Forte de ces nouvelles informations, je m'interroge sur ma condition. En résumé, je serai l'âme-sœur d'un loup-garou rencontré enfant et mes parents auraient été au courant et me l'aurait caché tout ce temps. Le Grand Prêtre est maintenant au courant alors qu'il l'ignorait et est prêt à faire je ne sais quoi si je retrouve le loup-garou et qu'il me touche une seconde fois, ce qui accentuerait le lien entre lui et moi. Déjà que mon bannissement a fait de moi une paria, mais si on rajoute ce lien en plus, c'est tous les sorciers du monde qui vont me tourner le dos. Même Clara.

Après, les annotations disent qu'Hécate est leur déesse, mais la Trinity College est placée sous la surveillance de trois déesses Grecque, Athéna, Perséphone qui est la représentation des sorcières modernes et Hécate. Cela voudrait-il dire qu'il y a des loups-garous sur le campus ? Et, est ce que je n'ai pas choisi cette université inconsciemment, à cause de la présence de loup-garou et de mon âme-sœur par la même occasion ?

Je suis perdue. En tant que sorcière, je n'ai pas les pouvoirs pour reconnaitre une créature surnaturelle. Alors je ne peux ni infirmer ni confirmer leur présence à la fac. Si ça se trouve je fais fausse route et que ma cicatrice n'a rien à voir avec ce qui est écrit dans le livre. Mais si ce n'était pas le cas, pourquoi ma mère m'en aurait parlé alors. Et pourquoi elle se serait inquiétée de savoir le Grand Prêtre au courant. Les évènements me dépassent complètement. Dire qu'il y a une semaine, j'avais encore un coven et qu'il assurait ma protection. Aujourd'hui je suis esseulée, perdue et je suis surtout la moitié que quelque chose qui est plus fort que moi et dont je ne peux pas me défaire. A moins d'avoir un loup alpha sous le bras.

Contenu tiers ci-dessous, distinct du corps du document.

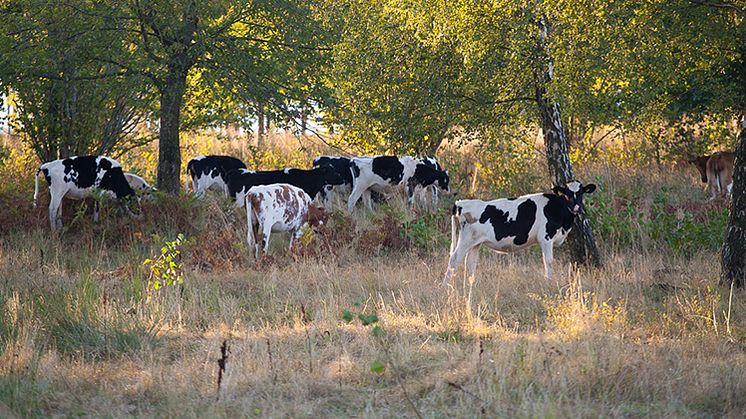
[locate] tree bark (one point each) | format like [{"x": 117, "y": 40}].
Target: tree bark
[
  {"x": 169, "y": 151},
  {"x": 582, "y": 242},
  {"x": 733, "y": 268},
  {"x": 261, "y": 129}
]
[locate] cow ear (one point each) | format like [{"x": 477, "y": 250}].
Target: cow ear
[{"x": 559, "y": 190}]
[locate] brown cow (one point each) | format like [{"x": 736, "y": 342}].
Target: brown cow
[
  {"x": 720, "y": 173},
  {"x": 701, "y": 164}
]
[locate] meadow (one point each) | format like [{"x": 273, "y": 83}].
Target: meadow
[{"x": 360, "y": 325}]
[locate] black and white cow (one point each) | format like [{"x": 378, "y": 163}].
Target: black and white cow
[
  {"x": 313, "y": 182},
  {"x": 210, "y": 172},
  {"x": 383, "y": 172},
  {"x": 77, "y": 177},
  {"x": 341, "y": 165},
  {"x": 507, "y": 225}
]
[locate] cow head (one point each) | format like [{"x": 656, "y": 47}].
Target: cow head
[
  {"x": 329, "y": 176},
  {"x": 443, "y": 181},
  {"x": 317, "y": 217},
  {"x": 701, "y": 164},
  {"x": 573, "y": 194}
]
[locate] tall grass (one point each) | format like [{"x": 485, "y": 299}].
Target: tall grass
[{"x": 651, "y": 333}]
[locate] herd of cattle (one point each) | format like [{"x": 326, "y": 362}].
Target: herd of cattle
[{"x": 282, "y": 200}]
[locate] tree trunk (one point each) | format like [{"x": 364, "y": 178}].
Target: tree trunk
[
  {"x": 303, "y": 118},
  {"x": 261, "y": 129},
  {"x": 733, "y": 267},
  {"x": 582, "y": 242},
  {"x": 169, "y": 152}
]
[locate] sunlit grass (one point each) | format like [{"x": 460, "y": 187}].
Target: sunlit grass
[{"x": 651, "y": 333}]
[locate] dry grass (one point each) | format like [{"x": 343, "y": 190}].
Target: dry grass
[{"x": 649, "y": 334}]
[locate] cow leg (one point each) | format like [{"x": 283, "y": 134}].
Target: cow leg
[
  {"x": 95, "y": 211},
  {"x": 471, "y": 263},
  {"x": 266, "y": 231},
  {"x": 55, "y": 210},
  {"x": 259, "y": 240},
  {"x": 294, "y": 236},
  {"x": 410, "y": 195},
  {"x": 357, "y": 192},
  {"x": 367, "y": 200},
  {"x": 456, "y": 259},
  {"x": 326, "y": 198},
  {"x": 547, "y": 254}
]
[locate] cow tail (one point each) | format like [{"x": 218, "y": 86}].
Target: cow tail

Je suis vraiment perdue, je ne peux me confier à personne. Mon cerveau tourne à mille à l'heure alors que la nuit est tombée depuis quelques heures déjà. Je suis toujours assise à même le sol parmi mes vêtements.

La sonnette de mon interphone résonne dans le silence de mon appartement me faisant sursauter et m'annonçant la visite imminente d'un étranger.